I love the melody of “Winter Wonderland” and agree with the lyrics — winter IS a great time for hoping and dreaming about the future.
What will 2018 hold for the astounding and intricate web of life on our planet — of which we humans are only one thread?
Sometimes it seems like we human beings are an enormously successful invasive species — ignorant of our place in the web of life and daily ignoring the balances which must remain in effect between plants, animals, decomposers, microbes, etc. for all to flourish.
Why do we human beings devote hours and hours and hours of our lives to watching (or listening to) seemingly endless amounts of news, commentary and speculation — as well as entertainment in the form of sports contests, TV shows, movies, web-videos, etc?
Why do so many of us choose to live so many hours of our precious lives transfixed by an electricity-powered, screen-delivered deluge of images and words and ideas and stories and opinions and advertisements?
There are so many more important things we could be doing — or NOT doing — which would actually be helping re-balance some part of life on planet earth which is currently out of balance.
We could be sitting still and breathing.
We could be helping someone else learn a new language or a new skill.
We could be singing or dancing or maybe even making music with friends and family.

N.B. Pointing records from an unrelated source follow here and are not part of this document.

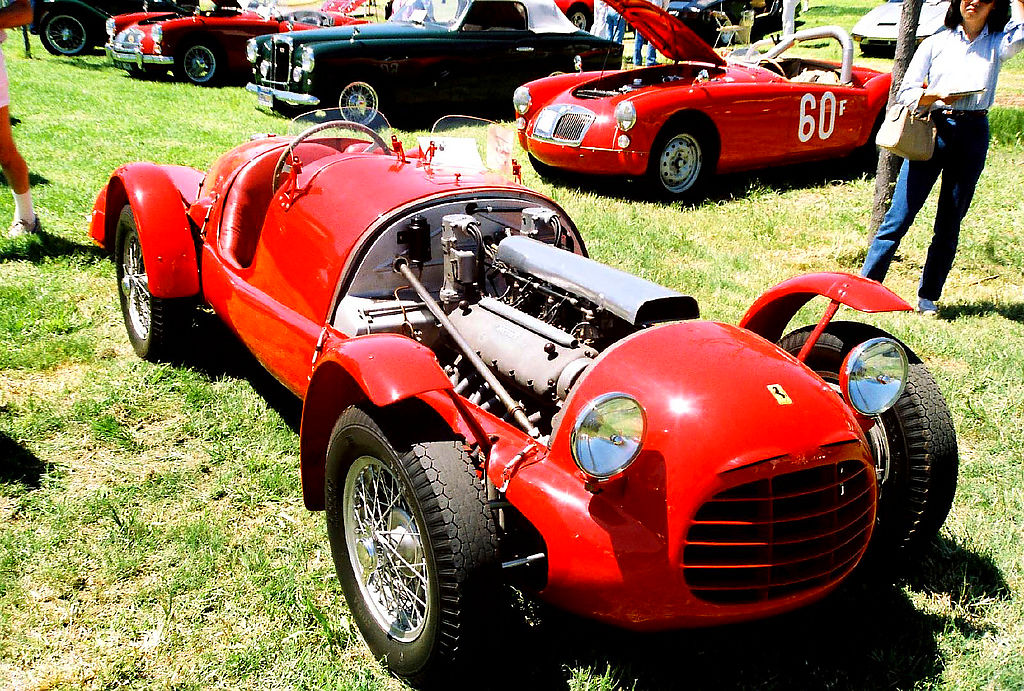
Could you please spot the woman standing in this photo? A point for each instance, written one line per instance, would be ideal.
(953, 76)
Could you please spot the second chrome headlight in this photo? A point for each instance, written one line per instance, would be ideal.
(608, 434)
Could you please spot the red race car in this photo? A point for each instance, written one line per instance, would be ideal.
(204, 48)
(482, 402)
(679, 124)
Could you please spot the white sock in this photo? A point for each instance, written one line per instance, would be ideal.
(23, 208)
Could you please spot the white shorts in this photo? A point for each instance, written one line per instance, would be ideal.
(4, 93)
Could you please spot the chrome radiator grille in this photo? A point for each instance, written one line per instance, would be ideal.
(780, 535)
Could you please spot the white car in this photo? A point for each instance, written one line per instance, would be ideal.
(877, 31)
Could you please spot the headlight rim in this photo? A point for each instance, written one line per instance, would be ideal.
(582, 416)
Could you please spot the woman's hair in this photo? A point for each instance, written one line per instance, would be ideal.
(996, 20)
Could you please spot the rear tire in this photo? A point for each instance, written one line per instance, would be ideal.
(414, 545)
(154, 325)
(914, 444)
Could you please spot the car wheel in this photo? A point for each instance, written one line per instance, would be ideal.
(913, 443)
(198, 63)
(154, 324)
(581, 16)
(64, 35)
(414, 545)
(358, 102)
(680, 163)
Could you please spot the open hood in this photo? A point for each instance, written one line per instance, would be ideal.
(671, 37)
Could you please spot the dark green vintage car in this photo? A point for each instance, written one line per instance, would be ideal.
(431, 56)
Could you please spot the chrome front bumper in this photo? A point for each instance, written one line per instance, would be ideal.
(265, 96)
(124, 57)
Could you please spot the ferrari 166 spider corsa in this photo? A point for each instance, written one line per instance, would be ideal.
(678, 124)
(482, 402)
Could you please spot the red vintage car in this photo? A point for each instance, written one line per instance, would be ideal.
(679, 124)
(482, 402)
(204, 48)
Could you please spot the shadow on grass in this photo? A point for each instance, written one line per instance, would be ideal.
(222, 354)
(1012, 311)
(867, 635)
(18, 465)
(44, 246)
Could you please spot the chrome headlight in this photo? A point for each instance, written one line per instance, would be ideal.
(626, 116)
(873, 376)
(608, 434)
(521, 99)
(307, 59)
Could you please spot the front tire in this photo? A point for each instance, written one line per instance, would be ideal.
(154, 325)
(64, 35)
(414, 545)
(199, 63)
(913, 442)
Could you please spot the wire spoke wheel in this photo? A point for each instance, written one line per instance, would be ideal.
(358, 102)
(680, 164)
(385, 549)
(65, 35)
(135, 287)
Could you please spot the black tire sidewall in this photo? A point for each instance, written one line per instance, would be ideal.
(349, 440)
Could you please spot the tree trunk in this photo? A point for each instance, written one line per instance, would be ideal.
(889, 164)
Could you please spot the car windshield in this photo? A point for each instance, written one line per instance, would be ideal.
(444, 12)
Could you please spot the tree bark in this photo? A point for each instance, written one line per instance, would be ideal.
(889, 164)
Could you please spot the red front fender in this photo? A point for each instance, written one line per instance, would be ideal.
(771, 312)
(383, 369)
(159, 197)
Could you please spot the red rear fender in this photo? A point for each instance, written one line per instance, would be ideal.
(383, 370)
(771, 312)
(159, 197)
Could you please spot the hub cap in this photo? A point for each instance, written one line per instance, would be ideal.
(679, 166)
(135, 287)
(385, 549)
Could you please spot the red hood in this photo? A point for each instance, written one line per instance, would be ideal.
(672, 38)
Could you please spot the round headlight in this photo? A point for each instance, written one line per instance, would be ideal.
(521, 99)
(626, 116)
(307, 58)
(608, 434)
(873, 376)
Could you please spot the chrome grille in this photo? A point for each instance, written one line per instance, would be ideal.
(782, 534)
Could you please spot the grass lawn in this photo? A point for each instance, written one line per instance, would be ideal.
(152, 530)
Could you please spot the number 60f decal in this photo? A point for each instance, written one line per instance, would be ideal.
(826, 115)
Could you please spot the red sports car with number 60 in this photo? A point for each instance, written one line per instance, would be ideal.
(679, 124)
(482, 402)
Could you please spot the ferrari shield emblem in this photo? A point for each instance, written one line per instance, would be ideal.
(781, 397)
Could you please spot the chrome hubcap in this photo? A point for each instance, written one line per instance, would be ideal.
(680, 164)
(135, 288)
(385, 549)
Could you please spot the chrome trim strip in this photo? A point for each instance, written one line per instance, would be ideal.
(287, 96)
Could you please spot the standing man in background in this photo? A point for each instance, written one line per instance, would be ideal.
(17, 13)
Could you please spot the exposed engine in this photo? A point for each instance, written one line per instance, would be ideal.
(536, 314)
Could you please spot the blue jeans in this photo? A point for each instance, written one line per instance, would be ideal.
(615, 25)
(961, 145)
(638, 48)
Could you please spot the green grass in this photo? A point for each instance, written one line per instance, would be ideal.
(154, 534)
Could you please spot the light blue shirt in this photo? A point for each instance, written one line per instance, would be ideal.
(948, 61)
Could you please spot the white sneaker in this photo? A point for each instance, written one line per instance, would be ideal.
(927, 307)
(19, 228)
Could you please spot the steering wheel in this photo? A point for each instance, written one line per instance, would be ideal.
(378, 142)
(772, 65)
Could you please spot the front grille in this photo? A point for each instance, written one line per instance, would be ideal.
(572, 126)
(780, 535)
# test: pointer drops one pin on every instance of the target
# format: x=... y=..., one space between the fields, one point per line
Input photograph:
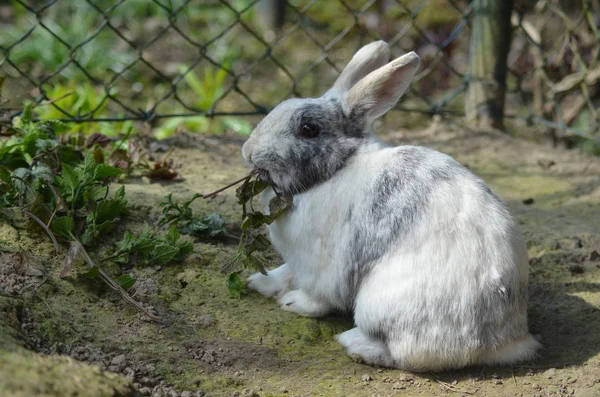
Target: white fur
x=465 y=249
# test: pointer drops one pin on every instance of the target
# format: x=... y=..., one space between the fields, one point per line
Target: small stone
x=576 y=269
x=118 y=360
x=550 y=373
x=406 y=378
x=205 y=320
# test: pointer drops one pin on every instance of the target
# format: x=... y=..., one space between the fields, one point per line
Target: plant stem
x=112 y=284
x=43 y=225
x=244 y=179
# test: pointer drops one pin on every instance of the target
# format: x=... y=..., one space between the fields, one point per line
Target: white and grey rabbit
x=423 y=253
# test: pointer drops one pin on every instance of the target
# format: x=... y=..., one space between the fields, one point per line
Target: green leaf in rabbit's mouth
x=253 y=242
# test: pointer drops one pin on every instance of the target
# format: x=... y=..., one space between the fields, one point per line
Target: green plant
x=52 y=185
x=80 y=99
x=253 y=242
x=42 y=52
x=207 y=91
x=150 y=248
x=208 y=227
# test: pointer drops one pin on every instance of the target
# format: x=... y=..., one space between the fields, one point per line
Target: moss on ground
x=212 y=342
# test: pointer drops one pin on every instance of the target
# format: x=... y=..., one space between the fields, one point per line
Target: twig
x=246 y=178
x=43 y=225
x=452 y=388
x=11 y=297
x=112 y=284
x=121 y=143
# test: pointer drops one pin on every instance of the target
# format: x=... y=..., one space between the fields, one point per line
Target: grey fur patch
x=314 y=160
x=399 y=198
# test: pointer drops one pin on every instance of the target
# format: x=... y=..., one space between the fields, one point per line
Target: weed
x=208 y=90
x=205 y=228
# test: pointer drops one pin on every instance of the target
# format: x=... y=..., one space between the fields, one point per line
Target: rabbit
x=418 y=248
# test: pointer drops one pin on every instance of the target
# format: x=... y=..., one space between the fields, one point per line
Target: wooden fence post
x=490 y=43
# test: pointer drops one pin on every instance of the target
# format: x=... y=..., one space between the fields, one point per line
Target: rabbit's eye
x=308 y=130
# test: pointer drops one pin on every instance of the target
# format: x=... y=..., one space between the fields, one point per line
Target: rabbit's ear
x=367 y=59
x=380 y=90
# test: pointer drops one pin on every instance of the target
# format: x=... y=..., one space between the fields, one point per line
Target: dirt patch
x=211 y=344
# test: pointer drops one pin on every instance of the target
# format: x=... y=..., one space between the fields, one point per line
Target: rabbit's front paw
x=299 y=302
x=276 y=282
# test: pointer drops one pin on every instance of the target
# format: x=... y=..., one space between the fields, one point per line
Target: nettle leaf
x=92 y=273
x=280 y=204
x=210 y=226
x=255 y=241
x=255 y=220
x=235 y=285
x=105 y=171
x=70 y=179
x=163 y=254
x=95 y=193
x=89 y=167
x=125 y=281
x=250 y=189
x=173 y=235
x=63 y=227
x=4 y=175
x=43 y=173
x=185 y=248
x=108 y=210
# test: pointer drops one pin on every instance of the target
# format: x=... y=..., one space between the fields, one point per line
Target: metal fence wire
x=148 y=60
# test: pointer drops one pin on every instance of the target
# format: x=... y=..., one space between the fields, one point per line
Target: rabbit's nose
x=247 y=152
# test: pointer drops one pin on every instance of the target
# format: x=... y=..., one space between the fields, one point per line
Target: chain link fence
x=149 y=60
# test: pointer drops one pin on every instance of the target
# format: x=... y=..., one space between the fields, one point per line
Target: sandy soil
x=212 y=344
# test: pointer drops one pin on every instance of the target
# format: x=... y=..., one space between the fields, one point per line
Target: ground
x=209 y=343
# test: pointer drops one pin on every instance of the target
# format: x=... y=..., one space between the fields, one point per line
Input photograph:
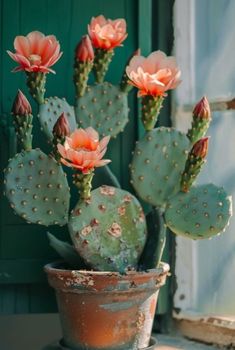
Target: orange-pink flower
x=35 y=52
x=83 y=150
x=155 y=74
x=106 y=33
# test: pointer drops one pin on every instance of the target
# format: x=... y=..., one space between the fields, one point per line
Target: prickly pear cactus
x=104 y=107
x=109 y=230
x=51 y=110
x=201 y=213
x=37 y=188
x=158 y=163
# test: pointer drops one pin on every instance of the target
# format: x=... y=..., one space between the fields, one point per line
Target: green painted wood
x=24 y=248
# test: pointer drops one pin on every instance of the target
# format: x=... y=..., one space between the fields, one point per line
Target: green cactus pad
x=51 y=110
x=109 y=230
x=158 y=162
x=104 y=107
x=37 y=188
x=201 y=213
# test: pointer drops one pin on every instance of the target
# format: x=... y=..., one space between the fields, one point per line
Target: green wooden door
x=24 y=248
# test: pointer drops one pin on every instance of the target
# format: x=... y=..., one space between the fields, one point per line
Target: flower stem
x=83 y=183
x=101 y=63
x=150 y=110
x=36 y=82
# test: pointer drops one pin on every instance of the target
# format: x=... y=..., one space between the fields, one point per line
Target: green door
x=24 y=248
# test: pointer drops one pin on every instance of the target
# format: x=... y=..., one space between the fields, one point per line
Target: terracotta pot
x=106 y=310
x=60 y=345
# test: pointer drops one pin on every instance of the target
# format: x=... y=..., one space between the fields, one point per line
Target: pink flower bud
x=200 y=149
x=21 y=105
x=61 y=127
x=84 y=50
x=202 y=109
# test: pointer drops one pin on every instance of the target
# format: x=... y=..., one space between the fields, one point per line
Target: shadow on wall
x=28 y=332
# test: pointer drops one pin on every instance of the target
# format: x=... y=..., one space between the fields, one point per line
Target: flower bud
x=61 y=127
x=84 y=51
x=21 y=105
x=200 y=149
x=202 y=109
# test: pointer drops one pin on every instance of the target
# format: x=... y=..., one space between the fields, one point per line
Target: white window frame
x=207 y=328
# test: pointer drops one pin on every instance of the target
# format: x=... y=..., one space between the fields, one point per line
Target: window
x=205 y=270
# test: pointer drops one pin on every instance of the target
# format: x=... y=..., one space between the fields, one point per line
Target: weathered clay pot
x=60 y=345
x=106 y=310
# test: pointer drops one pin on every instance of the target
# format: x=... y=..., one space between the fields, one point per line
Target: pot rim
x=53 y=268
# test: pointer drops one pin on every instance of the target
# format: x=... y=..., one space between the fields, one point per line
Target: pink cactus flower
x=107 y=34
x=84 y=51
x=21 y=105
x=61 y=127
x=200 y=149
x=202 y=109
x=83 y=150
x=35 y=52
x=154 y=75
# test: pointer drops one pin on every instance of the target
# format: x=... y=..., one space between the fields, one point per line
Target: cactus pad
x=51 y=110
x=158 y=163
x=37 y=188
x=109 y=230
x=104 y=107
x=201 y=213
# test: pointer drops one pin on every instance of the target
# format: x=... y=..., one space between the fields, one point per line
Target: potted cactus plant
x=108 y=282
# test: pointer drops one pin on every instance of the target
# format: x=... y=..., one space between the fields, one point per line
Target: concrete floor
x=34 y=332
x=173 y=343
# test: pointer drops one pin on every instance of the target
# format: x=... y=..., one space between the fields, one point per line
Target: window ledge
x=212 y=329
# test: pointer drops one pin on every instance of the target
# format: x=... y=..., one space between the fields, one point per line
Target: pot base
x=59 y=346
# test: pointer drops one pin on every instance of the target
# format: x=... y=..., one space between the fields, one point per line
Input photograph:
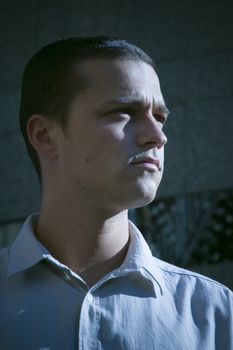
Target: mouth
x=149 y=163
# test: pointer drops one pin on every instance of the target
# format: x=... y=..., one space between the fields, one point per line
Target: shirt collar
x=139 y=258
x=27 y=251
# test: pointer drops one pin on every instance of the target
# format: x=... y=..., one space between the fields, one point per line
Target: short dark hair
x=49 y=83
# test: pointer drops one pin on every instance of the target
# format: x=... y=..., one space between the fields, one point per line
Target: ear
x=42 y=136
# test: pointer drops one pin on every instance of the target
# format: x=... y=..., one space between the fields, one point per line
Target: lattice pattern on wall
x=191 y=229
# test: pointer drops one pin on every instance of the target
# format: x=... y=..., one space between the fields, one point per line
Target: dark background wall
x=191 y=41
x=192 y=44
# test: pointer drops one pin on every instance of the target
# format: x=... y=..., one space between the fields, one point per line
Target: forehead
x=121 y=80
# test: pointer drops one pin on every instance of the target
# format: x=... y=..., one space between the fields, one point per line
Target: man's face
x=112 y=153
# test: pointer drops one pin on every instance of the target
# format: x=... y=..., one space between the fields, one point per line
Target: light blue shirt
x=144 y=304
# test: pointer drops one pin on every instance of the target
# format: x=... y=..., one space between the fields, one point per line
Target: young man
x=80 y=275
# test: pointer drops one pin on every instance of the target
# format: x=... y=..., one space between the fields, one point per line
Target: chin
x=143 y=195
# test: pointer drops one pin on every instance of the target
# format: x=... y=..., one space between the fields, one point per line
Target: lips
x=147 y=160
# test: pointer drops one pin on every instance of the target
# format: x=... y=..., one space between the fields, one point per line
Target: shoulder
x=185 y=282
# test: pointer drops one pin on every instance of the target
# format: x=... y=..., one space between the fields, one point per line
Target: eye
x=127 y=111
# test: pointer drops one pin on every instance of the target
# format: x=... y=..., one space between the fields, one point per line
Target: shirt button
x=90 y=298
x=67 y=277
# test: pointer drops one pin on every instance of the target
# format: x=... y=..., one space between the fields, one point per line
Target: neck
x=89 y=240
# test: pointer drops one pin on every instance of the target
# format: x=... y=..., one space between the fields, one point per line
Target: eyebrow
x=131 y=100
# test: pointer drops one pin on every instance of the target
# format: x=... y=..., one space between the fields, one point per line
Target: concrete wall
x=192 y=44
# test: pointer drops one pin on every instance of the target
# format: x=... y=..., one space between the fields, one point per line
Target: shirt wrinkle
x=26 y=251
x=149 y=304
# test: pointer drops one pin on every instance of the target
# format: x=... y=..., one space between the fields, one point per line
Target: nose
x=150 y=133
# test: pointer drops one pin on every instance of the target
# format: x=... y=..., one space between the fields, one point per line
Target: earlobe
x=40 y=135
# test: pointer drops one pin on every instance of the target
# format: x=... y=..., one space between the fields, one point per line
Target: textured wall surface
x=192 y=44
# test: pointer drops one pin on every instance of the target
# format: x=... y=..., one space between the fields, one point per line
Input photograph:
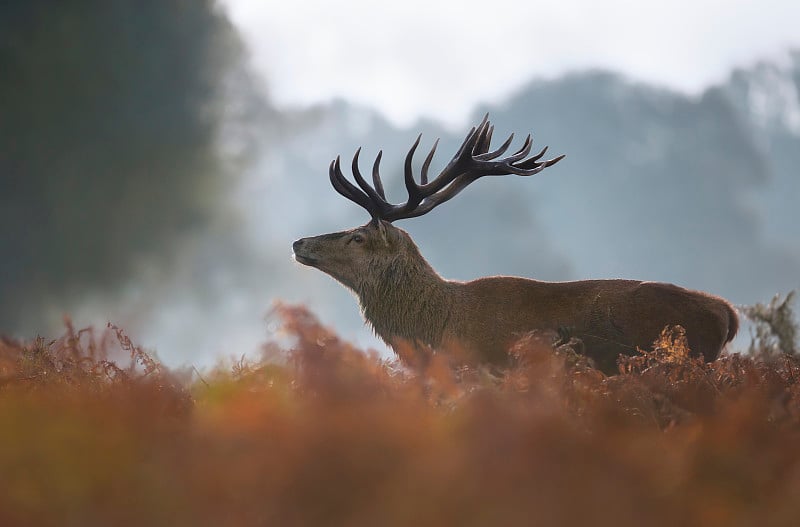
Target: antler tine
x=348 y=190
x=484 y=139
x=492 y=155
x=376 y=176
x=414 y=194
x=522 y=152
x=473 y=160
x=427 y=163
x=374 y=196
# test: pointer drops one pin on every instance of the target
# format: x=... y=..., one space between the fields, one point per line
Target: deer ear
x=385 y=232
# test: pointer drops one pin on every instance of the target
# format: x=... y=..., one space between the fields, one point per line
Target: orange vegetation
x=325 y=434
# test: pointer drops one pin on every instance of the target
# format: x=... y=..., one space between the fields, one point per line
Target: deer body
x=408 y=303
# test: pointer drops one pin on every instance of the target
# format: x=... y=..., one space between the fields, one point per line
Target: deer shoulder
x=407 y=303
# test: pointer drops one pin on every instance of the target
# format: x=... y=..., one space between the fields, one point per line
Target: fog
x=150 y=177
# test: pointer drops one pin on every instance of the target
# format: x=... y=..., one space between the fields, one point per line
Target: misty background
x=150 y=176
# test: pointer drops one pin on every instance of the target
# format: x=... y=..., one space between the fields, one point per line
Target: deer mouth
x=305 y=260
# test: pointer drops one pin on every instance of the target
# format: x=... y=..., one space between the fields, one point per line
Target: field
x=96 y=432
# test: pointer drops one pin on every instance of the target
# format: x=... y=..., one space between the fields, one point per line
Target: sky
x=438 y=59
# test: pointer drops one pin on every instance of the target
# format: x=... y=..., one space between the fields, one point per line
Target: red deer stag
x=408 y=303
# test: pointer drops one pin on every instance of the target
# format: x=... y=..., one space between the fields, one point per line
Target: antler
x=472 y=161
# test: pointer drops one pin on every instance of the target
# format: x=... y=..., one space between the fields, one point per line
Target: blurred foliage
x=111 y=113
x=775 y=328
x=325 y=434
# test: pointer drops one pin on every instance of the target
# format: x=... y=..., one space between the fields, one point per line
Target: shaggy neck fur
x=406 y=298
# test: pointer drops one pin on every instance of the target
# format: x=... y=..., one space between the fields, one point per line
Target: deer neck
x=406 y=299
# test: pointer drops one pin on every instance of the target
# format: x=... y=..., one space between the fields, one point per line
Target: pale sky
x=438 y=59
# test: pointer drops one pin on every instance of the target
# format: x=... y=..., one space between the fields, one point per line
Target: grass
x=96 y=432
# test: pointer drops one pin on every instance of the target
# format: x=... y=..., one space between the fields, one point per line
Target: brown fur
x=405 y=300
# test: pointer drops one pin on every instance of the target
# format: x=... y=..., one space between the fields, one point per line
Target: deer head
x=346 y=255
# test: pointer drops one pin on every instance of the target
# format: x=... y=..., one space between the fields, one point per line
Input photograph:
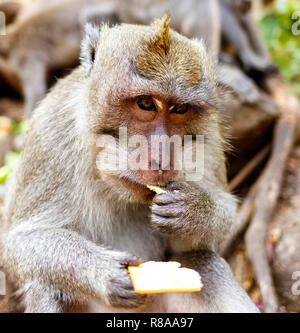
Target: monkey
x=192 y=18
x=44 y=37
x=72 y=227
x=238 y=29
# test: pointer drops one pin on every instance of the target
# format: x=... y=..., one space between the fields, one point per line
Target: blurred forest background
x=257 y=131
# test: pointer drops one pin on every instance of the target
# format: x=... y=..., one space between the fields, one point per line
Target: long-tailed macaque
x=194 y=19
x=72 y=227
x=239 y=30
x=45 y=36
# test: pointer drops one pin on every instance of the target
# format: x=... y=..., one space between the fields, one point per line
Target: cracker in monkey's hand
x=156 y=189
x=164 y=277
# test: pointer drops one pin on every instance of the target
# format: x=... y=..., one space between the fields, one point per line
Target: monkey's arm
x=56 y=259
x=234 y=33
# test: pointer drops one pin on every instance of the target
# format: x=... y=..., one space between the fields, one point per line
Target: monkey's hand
x=118 y=286
x=180 y=209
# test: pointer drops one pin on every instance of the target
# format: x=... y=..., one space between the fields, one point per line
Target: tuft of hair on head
x=89 y=47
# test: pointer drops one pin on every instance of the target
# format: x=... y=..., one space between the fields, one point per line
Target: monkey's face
x=148 y=91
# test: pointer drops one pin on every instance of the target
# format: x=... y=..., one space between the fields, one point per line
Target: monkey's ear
x=89 y=47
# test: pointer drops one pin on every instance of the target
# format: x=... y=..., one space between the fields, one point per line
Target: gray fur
x=69 y=233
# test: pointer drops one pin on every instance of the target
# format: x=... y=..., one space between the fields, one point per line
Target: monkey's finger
x=167 y=198
x=172 y=210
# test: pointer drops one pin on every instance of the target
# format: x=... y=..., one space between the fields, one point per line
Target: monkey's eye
x=180 y=109
x=146 y=103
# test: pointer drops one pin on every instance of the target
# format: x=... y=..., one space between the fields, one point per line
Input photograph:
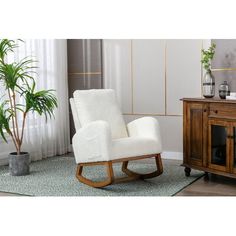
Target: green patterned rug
x=56 y=177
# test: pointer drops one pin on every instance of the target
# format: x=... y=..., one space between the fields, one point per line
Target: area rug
x=56 y=177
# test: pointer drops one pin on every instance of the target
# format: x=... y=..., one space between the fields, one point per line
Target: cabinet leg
x=187 y=171
x=206 y=176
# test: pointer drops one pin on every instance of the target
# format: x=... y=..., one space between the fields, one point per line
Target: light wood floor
x=215 y=186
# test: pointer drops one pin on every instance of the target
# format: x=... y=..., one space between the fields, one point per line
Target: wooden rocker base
x=131 y=175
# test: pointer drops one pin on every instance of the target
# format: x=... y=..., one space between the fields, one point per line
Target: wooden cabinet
x=209 y=134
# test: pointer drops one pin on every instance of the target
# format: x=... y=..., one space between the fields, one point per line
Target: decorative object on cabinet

We could be walking outside in a winter wonderland, gazing at trees and sky and earth.
Perhaps in 2018 more of us can choose to put down our phones, ignore our Facebook feeds, turn off our devices, and simply be with ourselves — and with the natural world — on a regular basis.
As 2017 fades away…
Here’s to a sense of flow!
Here’s to singing!
Here’s to consuming fewer natural resources!
Here’s to health!
Here’s to friends!
Here’s to family — human, animal, plant, fungal, microbial!
Here’s to hope and faith and patience and perseverance!
Here’s to life!
Here’s to love!
And here’s to you for reading and listening to another blog post!
Thank you for your participation with my blog in 2017.
Thank you, too, to my sister Christianne for letting me use a few of her lovely photographs — taken during current and past winter walks.
A healthy, happy, well-balanced, low-impact, music-filled, surprisingly-satisfied New Year to you!